The Old Steeple and Eureka Chamber Music Series enter into a first-time collaboration, bringing the 2024 Avery Fisher Career Grant winning Balourdet Quartet to Ferndale for an immersive presentation combining live music and a panel discussion about freedom, history, and the role of art in society.
In our increasingly fractured and polarized society, the arts are one of the few activities that can help to bridge the divide and bring us together. Music has an uncanny way of celebrating our differences while illuminating our common humanity.

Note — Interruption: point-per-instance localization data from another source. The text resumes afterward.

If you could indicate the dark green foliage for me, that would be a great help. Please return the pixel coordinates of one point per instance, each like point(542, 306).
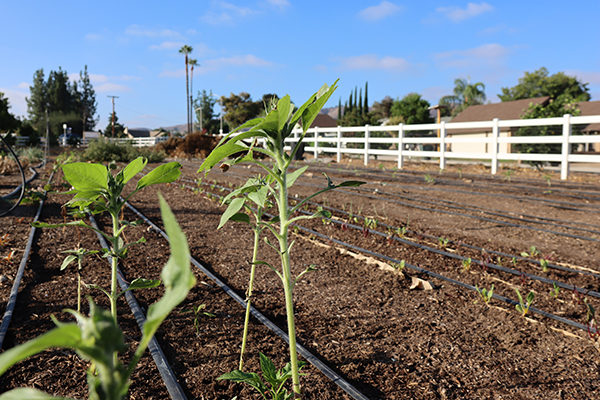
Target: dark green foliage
point(412, 109)
point(540, 83)
point(555, 108)
point(104, 151)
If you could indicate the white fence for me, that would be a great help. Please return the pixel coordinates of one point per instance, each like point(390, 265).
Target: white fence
point(334, 136)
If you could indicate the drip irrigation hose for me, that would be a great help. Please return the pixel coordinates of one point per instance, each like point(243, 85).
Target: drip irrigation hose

The Balourdet Quartet and ECMS artistic director Tom Stone will present musical selections and a discussion of music in the context of the historical events that inspire and shape it.
The centerpiece of the evening will be a performance of the groundbreaking and Grammy Award winning “Different Trains” by American composer Steve Reich, which combines live musical performance with pre-recorded sound, inspired by two very different sorts of World War II era train trips, one in America and and one in Europe during the holocaust.
Also included will be works by Erwin Schulhoff, the great Austro-Czech composer whose life was cut short at the Würzburg concentration camp in 1942. Schulhoff's extraordinary, jazz infused compositions were nearly lost after being deemed "degenerate" by the Nazis, too "Western" by the USSR, and too radical in America, where his socialist and communist sympathies were unpalatable.
Tom Stone, himself a violinist who was a founding member of the Cypress String Quartet, will join the Balourdet Quartet playing the viola, performing music for string quintet by the German composer Felix Mendelssohn, who was the grandson of the influential Jewish philosopher Moses Mendelssohn, and in his relatively short life composed some of the most beloved music of the early Romantic era.
By building the bridge between the Classical and Romantic eras, perhaps no composer plumbed the depths of human emotion more profoundly than Ludwig van Beethoven. His final string quartet was also his last major composition and it poses the eternal question, "Must it be?," the phrase he wrote on the manuscript of his dark and intense third movement. Beethoven's masterful work provides a fitting conclusion to the program, as his mysterious riddle takes on fresh meaning in modern times.
Please join us for a lively performance and discussion.